The Irish airline suffered its first-ever loss last year but passengers and profits are up this year
A certain Mr. Michael O’Leary will be celebrating this week. The controversial Ryanair boss has announced full-year profits of €319 million after tax, following a not so great year in 2009.
Ryanair said passenger numbers were up 14% to 67 million in the year to March, while airfares fell 13%. In an announcement on Ryanair.com, Michael O’Leary says principal highlights of the past year include:
• Profits trebled to €319m.
• Traffic growth of 14% to 67m.
• 51 net new aircraft.
• 8 new bases Bari, Brindisi, Faro, Leeds, Oslo Rygge, Pescara, Porto, Trapani (total 42).
• 284 new routes (total 940).
• Passenger service statistics further improved (No 1 on time major airline).
“We can be proud of delivering a 200% increase in profits and traffic growth during a global recession when many of our competitors have announced losses or cutbacks,” O’Leary said. He also slammed “scandalous” charges at Dublin Airport and added that the airport’s costly new Terminal 2, due to open this November, was” unnecessary” as the airport could already cope with passenger volume.
Ryanair has estimated the cost of the ash crisis, not covered in the results, approaches the €50 million mark and stated that closures, which hit its main hub Dublin Airport badly earlier this year and caused 9,400 Ryanair flights to be cancelled, were unnecessary.
Ryanair had originally refused to pay compensation to passengers affected by the ash crisis the first time around, but eventually relented.
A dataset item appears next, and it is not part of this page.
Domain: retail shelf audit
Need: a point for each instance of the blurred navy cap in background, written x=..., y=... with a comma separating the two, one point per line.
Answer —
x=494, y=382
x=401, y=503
It airline called for European Union (EU) airlines to be relieved of the ‘duty of care’ obligations when passengers are disrupted.
“The recent revisions of the Volcanic Ash Advisory Centres charts for ‘guesstimating’ the position of non-existent volcanic ash clouds highlights the mismanagement of these eruptions by EU governments and regulatory agencies,” it said.
Looking ahead to next year, Ryanair expects to increase traffic by 11% in 2011 and push airfares up by 5% to 10%.